States such as Washington and New York already have adopted stricter emission rules. And last fall, New York’s attorney general led a coalition of seven states in a federal lawsuit seeking to compel to the EPA to adopt new emission limits on wood-fired boilers, which heat water that is piped into a home’s radiator system.

The EPA’s existing regulations date to 1988 and don’t apply to all of the different kinds of wood-burning devices now in use. Under a proposed rule change released last month, the EPA would give manufacturers five years to meet standards that would reduce emissions by an estimated 80 percent.

The EPA has scheduled a public hearing next Wednesday in Boston, and the sponsor of the Missouri legislation plans to travel there to make his case.

“What they’re doing is unnecessary, and it comes against our American values and our traditions,” said Rep. Tim Remole, a Republican who has a wood stove at his rural Missouri home.

There are about 12 million wood stoves in U.S. homes, including about 9 million that are less than half as efficient as the newer stoves, according to the EPA. The agency’s proposed rules would not affect stoves already in homes.

Most people who own wood stoves have other means of heat, such as electric or gas furnaces.

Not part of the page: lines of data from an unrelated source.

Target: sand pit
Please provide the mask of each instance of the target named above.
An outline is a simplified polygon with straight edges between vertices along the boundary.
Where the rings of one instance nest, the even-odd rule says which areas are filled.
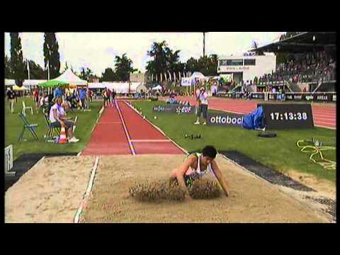
[[[28,171],[5,195],[6,222],[73,222],[94,157],[49,157]]]
[[[129,196],[135,181],[167,178],[183,156],[101,157],[82,222],[328,222],[328,220],[222,156],[231,196],[185,202],[141,203]],[[212,176],[207,178],[213,178]]]

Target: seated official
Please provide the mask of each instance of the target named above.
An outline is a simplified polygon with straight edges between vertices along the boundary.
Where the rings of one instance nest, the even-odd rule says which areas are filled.
[[[62,98],[58,97],[56,99],[56,103],[51,107],[50,110],[50,125],[54,128],[64,127],[69,142],[77,142],[79,140],[76,139],[73,134],[74,123],[68,120],[66,117],[65,109],[62,105]],[[64,106],[65,106],[65,104],[64,104]]]

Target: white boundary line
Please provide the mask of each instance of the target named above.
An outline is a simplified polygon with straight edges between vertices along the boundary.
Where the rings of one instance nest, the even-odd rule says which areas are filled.
[[[83,212],[83,209],[84,208],[85,205],[87,203],[87,200],[90,196],[91,191],[92,190],[92,187],[94,186],[94,176],[96,175],[96,170],[97,169],[97,167],[98,167],[98,161],[99,161],[99,157],[96,156],[96,160],[94,162],[94,167],[92,168],[92,171],[91,173],[90,181],[89,181],[89,184],[87,186],[86,192],[84,196],[83,200],[80,203],[80,206],[78,208],[76,212],[76,215],[74,215],[74,223],[79,223],[80,215],[81,215]]]
[[[136,151],[135,149],[135,147],[133,147],[132,142],[131,142],[131,138],[130,137],[129,133],[128,132],[128,129],[126,128],[125,123],[124,121],[124,119],[123,118],[122,113],[120,112],[120,108],[119,108],[119,105],[118,105],[118,103],[117,103],[117,101],[115,101],[115,107],[117,108],[117,110],[119,113],[119,116],[120,117],[120,120],[122,120],[123,127],[124,128],[124,131],[125,132],[126,138],[128,138],[128,142],[129,142],[129,146],[131,150],[131,153],[132,154],[132,155],[135,155]]]
[[[136,109],[135,109],[132,106],[130,106],[130,104],[128,104],[127,102],[124,101],[124,103],[125,103],[130,108],[131,108],[131,109],[132,109],[133,110],[135,110],[140,116],[140,118],[142,118],[142,115],[140,114],[140,113]],[[167,139],[169,139],[174,144],[175,144],[176,146],[177,146],[182,152],[183,152],[185,154],[188,154],[188,152],[184,149],[183,148],[182,148],[181,146],[179,146],[177,143],[176,143],[174,141],[173,141],[170,137],[169,137],[166,135],[165,135],[165,133],[163,132],[162,130],[161,130],[159,128],[158,128],[157,126],[154,125],[151,121],[149,121],[148,119],[145,118],[144,119],[144,120],[146,120],[148,123],[149,123],[152,127],[154,127],[154,128],[156,128],[162,135],[163,135],[164,137],[166,137]]]
[[[92,134],[92,132],[94,132],[94,128],[96,128],[96,124],[98,123],[99,119],[101,118],[101,115],[103,114],[103,112],[104,111],[104,107],[103,106],[101,106],[101,110],[99,110],[98,113],[98,116],[97,117],[97,120],[96,120],[96,123],[94,123],[94,126],[92,127],[92,129],[91,130],[91,134]],[[90,138],[91,140],[91,138]],[[85,147],[86,149],[86,147]],[[83,151],[80,152],[79,153],[78,153],[78,154],[76,155],[77,157],[80,156],[80,154],[81,154],[81,152],[83,152]]]

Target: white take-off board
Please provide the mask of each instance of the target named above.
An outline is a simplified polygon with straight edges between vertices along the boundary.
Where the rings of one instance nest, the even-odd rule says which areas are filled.
[[[13,146],[5,148],[5,174],[11,174],[13,168]]]

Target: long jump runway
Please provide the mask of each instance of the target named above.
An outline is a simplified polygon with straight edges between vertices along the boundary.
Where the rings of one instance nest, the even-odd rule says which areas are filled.
[[[107,107],[82,155],[183,154],[125,101]]]
[[[178,100],[196,103],[193,96],[179,96]],[[254,102],[241,99],[217,98],[209,99],[209,108],[239,114],[250,113],[256,108],[259,102]],[[312,106],[314,123],[316,126],[336,129],[336,108],[335,106]]]

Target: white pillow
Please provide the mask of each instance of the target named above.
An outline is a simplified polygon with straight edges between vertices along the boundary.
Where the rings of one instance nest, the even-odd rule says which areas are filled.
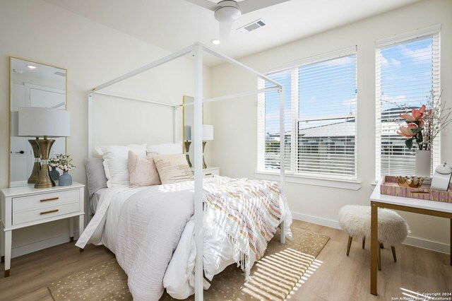
[[[169,144],[155,144],[153,146],[147,146],[148,153],[158,153],[160,155],[171,155],[174,153],[183,153],[182,143]]]
[[[127,160],[129,150],[138,155],[146,156],[146,147],[137,144],[129,146],[96,146],[97,153],[104,159],[104,169],[107,177],[107,187],[129,186],[129,176]]]

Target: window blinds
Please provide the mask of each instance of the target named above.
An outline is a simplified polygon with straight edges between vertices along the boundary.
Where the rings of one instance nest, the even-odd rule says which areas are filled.
[[[422,32],[422,30],[424,30]],[[376,176],[415,174],[415,150],[397,134],[405,108],[419,108],[433,90],[440,93],[439,28],[377,41],[376,57]],[[434,32],[434,33],[432,33]],[[434,141],[433,166],[439,163],[439,137]]]
[[[287,172],[356,178],[356,47],[284,67],[269,76],[284,87]],[[278,172],[279,95],[258,99],[258,169]]]
[[[291,100],[292,83],[291,71],[286,70],[271,74],[269,77],[273,81],[282,85],[284,90],[285,104],[285,170],[288,172],[291,170],[290,153],[291,153]],[[273,86],[271,83],[260,81],[259,88]],[[258,165],[260,170],[275,171],[280,169],[280,95],[278,91],[266,92],[262,100],[261,112],[259,119],[263,122],[261,123],[258,131],[261,136],[264,138],[260,143],[260,148],[263,148],[262,155],[258,156]]]
[[[356,177],[356,54],[299,69],[298,169]]]

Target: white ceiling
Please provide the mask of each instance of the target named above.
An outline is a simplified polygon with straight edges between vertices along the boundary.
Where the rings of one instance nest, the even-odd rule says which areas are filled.
[[[213,46],[218,36],[213,12],[185,0],[45,1],[170,52],[195,41]],[[243,15],[227,42],[215,47],[237,59],[418,1],[290,0]],[[266,26],[235,30],[259,18]]]

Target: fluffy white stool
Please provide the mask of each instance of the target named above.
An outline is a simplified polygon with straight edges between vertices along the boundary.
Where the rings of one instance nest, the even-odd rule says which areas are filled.
[[[370,237],[370,206],[346,205],[339,211],[339,225],[348,234],[347,256],[350,252],[352,240],[362,237],[362,248],[364,248],[366,237]],[[400,244],[408,235],[408,224],[396,211],[379,208],[379,242],[391,246],[394,261],[397,261],[395,245]],[[378,252],[379,270],[381,270],[380,248]]]

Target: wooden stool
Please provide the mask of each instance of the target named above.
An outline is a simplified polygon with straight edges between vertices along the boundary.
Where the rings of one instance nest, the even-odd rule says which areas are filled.
[[[339,211],[339,225],[348,234],[347,256],[350,254],[353,237],[362,237],[362,248],[366,244],[366,237],[370,237],[370,206],[346,205]],[[402,242],[409,232],[406,221],[396,211],[379,208],[379,242],[380,248],[377,254],[379,270],[381,271],[381,249],[383,244],[391,246],[394,261],[397,261],[396,247]]]

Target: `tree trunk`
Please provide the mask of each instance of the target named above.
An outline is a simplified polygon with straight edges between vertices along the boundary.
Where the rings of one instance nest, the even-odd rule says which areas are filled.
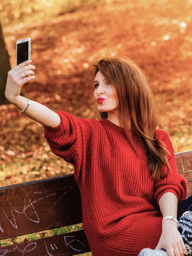
[[[0,21],[0,105],[7,105],[10,104],[5,96],[7,73],[11,69],[9,57],[6,49]],[[25,95],[23,89],[20,95],[22,96]]]
[[[11,69],[9,56],[6,49],[2,28],[0,22],[0,105],[9,104],[10,102],[5,96],[5,90],[7,73]]]

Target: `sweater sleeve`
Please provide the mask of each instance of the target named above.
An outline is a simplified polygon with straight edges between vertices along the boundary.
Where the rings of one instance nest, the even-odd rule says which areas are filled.
[[[188,190],[186,180],[177,172],[172,143],[168,134],[165,131],[163,131],[163,134],[161,141],[166,144],[167,149],[171,154],[171,158],[169,161],[171,169],[166,177],[161,178],[160,181],[154,182],[154,199],[159,206],[160,198],[166,192],[173,193],[177,198],[178,203],[180,203],[186,198]],[[167,157],[168,159],[169,159],[168,154],[167,154]],[[164,165],[161,176],[165,175],[167,171],[167,166]]]
[[[56,127],[44,126],[44,136],[51,151],[74,166],[76,182],[80,179],[82,158],[86,151],[88,119],[78,118],[65,111],[55,112],[61,122]]]

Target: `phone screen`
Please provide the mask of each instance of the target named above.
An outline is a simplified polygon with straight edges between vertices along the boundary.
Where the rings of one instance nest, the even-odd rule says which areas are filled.
[[[29,42],[17,44],[17,65],[28,59]]]

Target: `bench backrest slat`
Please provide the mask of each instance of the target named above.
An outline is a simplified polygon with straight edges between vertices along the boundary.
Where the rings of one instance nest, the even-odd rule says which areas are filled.
[[[175,154],[192,194],[192,151]],[[82,221],[73,174],[0,188],[0,240]]]
[[[73,174],[0,188],[0,240],[81,223]]]
[[[0,247],[0,255],[5,256],[63,256],[90,251],[83,230]]]

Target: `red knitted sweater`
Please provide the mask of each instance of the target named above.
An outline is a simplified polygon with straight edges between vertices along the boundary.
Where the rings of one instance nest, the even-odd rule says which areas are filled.
[[[105,119],[56,113],[61,122],[54,128],[44,127],[45,137],[55,154],[74,166],[83,228],[93,256],[138,256],[144,248],[154,249],[162,232],[160,198],[172,192],[179,203],[187,193],[186,180],[177,172],[167,134],[155,130],[158,140],[165,143],[171,154],[171,172],[154,182],[132,131],[140,158],[126,139],[124,128]],[[165,166],[163,175],[167,171]]]

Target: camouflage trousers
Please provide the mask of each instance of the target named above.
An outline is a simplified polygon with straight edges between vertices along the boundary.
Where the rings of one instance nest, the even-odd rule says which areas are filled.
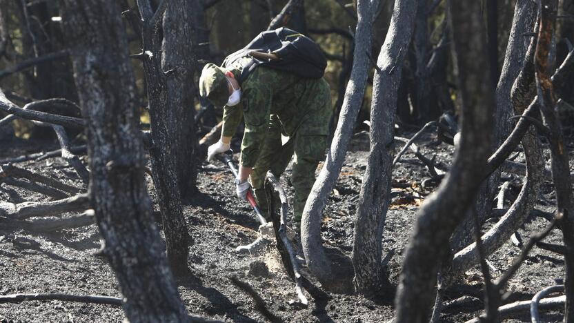
[[[267,136],[250,176],[257,203],[266,217],[268,217],[268,210],[264,184],[267,172],[270,170],[279,178],[294,157],[291,184],[295,194],[290,206],[293,208],[295,221],[301,221],[307,197],[315,183],[317,166],[325,157],[328,124],[333,113],[328,98],[327,101],[328,106],[310,114],[284,145],[281,144],[280,123],[272,115]]]

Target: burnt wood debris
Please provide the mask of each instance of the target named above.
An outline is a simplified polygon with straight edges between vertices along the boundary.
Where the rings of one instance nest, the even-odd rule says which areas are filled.
[[[250,124],[206,160],[204,66],[282,27],[333,104],[300,220],[304,157],[251,206]],[[0,0],[0,322],[574,322],[573,41],[566,0]]]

But about 2 percent U.S. homes rely on wood as their primary heating source — a figure that has been rising over the past decade.

Darwin Woods, who owns a farm near the small central Missouri town of Clark, said his 12-year-old outdoor wood stove heats both his home and water. Though he wouldn’t be forced to upgrade the stove, Woods views the proposed EPA rule as an intrusion.

“It’s just another way for them to control my life and lifestyle and basically force me to pay more for just survival,” Woods said.

Others point to the negative health effects from burning wood. The fine particles can worsen asthma and cardiovascular problems, ultimately leading to earlier deaths, according to the American Lung Association.

In Utah, Republican Gov. Gary Herbert has called for a winter ban on wood-burning in an attempt to improve air quality. The Alaska Department of Environmental Conservation has also proposed its own emission requirements.

But some homeowners “want to keep their fireplaces to have a way to heat homes and cook food in the event an earthquake cuts gas lines and power,” said Erin Mendenhall, a Salt Lake City council member and executive director of Breathe Utah, which is offering to replace wood stoves with gas units.

The National Firewood Association, based in Duluth, Minn., says some of the pollution from wood-burning stoves could be reduced if people would burn only aged wood rather than wood with too much wet sap.

“A properly burning wood fire — there’s virtually no smoke or smell,” said Executive Director Scott Salveson.